When taken, the drug acts on the serotonin receptors in the brain. Serotonin is often characterized as the “happy chemical,” bringing forth feelings of wellbeing and happiness. While this drug has a storied history of usage at clubs and raves, its effects on the brain have translated well toward helping people get treated when paired with psychotherapy from a professional.

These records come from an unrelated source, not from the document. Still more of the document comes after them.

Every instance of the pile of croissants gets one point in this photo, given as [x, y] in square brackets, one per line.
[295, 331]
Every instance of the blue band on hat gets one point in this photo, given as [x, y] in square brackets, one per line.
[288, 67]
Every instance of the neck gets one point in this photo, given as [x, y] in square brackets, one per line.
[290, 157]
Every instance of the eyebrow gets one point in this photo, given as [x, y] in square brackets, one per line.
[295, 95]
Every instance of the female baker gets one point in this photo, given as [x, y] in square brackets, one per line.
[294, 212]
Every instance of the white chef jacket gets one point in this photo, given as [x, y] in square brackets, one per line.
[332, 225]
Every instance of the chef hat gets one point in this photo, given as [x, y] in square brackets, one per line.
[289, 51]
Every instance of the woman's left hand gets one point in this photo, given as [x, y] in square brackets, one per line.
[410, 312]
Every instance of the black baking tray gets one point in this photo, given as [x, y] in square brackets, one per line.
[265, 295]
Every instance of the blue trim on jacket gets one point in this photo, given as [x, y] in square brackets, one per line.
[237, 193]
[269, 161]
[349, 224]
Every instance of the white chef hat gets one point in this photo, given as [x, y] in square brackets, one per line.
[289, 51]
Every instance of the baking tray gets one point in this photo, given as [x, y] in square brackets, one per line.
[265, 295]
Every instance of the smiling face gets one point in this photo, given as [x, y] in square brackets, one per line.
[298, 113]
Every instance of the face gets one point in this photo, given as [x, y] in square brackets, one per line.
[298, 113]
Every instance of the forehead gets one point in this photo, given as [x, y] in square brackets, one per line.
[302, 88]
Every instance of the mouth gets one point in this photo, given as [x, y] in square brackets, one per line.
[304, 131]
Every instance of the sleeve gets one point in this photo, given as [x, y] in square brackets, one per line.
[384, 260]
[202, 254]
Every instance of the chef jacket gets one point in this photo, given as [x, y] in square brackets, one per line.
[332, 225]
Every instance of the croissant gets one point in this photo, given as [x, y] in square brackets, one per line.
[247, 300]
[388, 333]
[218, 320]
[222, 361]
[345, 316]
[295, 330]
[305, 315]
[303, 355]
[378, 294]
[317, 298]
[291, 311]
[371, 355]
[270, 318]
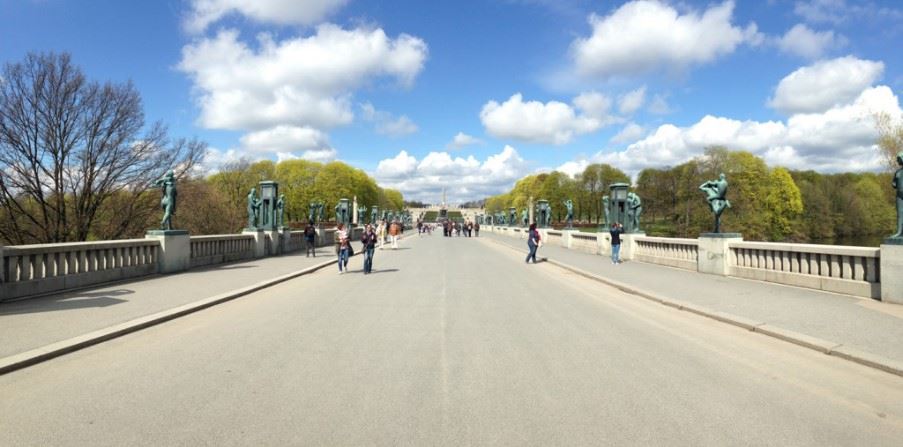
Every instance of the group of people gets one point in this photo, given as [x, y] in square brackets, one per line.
[467, 228]
[386, 233]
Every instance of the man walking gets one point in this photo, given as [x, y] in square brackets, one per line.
[310, 237]
[369, 240]
[616, 230]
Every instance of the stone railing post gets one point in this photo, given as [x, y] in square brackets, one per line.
[175, 250]
[892, 271]
[714, 252]
[260, 241]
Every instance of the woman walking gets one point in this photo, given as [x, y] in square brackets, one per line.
[342, 247]
[533, 241]
[369, 241]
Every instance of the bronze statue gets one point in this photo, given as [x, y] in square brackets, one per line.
[168, 201]
[715, 191]
[634, 208]
[569, 217]
[253, 209]
[898, 185]
[280, 211]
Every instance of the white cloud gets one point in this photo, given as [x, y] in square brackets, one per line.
[631, 101]
[646, 35]
[818, 87]
[303, 81]
[461, 140]
[285, 139]
[553, 122]
[284, 12]
[659, 105]
[630, 132]
[464, 178]
[839, 139]
[572, 168]
[322, 155]
[807, 43]
[593, 104]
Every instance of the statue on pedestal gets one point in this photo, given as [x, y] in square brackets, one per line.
[253, 209]
[168, 202]
[715, 191]
[569, 217]
[280, 211]
[634, 209]
[897, 183]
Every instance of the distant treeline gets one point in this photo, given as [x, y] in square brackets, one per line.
[768, 203]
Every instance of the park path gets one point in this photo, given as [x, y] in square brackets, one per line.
[452, 341]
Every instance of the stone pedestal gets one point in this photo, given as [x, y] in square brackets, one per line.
[260, 241]
[175, 250]
[713, 252]
[628, 245]
[892, 270]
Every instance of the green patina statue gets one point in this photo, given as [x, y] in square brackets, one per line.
[715, 191]
[280, 211]
[634, 209]
[253, 209]
[569, 217]
[168, 202]
[898, 185]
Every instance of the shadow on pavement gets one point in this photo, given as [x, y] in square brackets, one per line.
[67, 302]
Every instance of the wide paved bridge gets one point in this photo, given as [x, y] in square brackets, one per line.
[452, 341]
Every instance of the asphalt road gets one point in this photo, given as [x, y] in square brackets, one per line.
[450, 342]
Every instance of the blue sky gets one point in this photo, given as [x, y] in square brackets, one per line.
[525, 85]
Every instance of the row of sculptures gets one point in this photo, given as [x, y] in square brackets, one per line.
[626, 207]
[623, 208]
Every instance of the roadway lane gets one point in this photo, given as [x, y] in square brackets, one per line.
[451, 342]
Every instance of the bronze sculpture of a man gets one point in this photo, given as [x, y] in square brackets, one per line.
[168, 200]
[897, 183]
[715, 192]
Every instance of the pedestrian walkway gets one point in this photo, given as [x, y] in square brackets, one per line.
[861, 326]
[36, 322]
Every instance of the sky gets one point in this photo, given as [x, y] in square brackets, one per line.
[471, 95]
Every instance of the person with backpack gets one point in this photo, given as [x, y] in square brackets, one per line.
[533, 242]
[342, 247]
[368, 239]
[310, 238]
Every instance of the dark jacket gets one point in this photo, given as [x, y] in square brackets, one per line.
[616, 236]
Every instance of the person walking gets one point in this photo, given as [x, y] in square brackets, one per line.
[342, 247]
[616, 230]
[393, 234]
[533, 241]
[368, 239]
[381, 235]
[310, 238]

The results speak for themselves. In the Phase 2 Trials competed by MAPS, 61% of the 107 participants no longer qualified as having PTSD after only two months of treatment, which included just three sessions of MDMA-assisted psychotherapy. A year later, that number grew to 68% of participants who were suffering from chronic, treatment-resistant PTSD.
These findings are fascinating in that they were derived from a previously stigmatized drug, which was known for being an illegal party-drug with had no medical value. This is incredibly important as it is opening a new wave of research into the potential of utilizing previously forbidden substances for treatment-resistant patients. There is hope that further study of MDMA will become a treatment option for the thousands of veterans and trauma victims living in the U.S. with PTSD.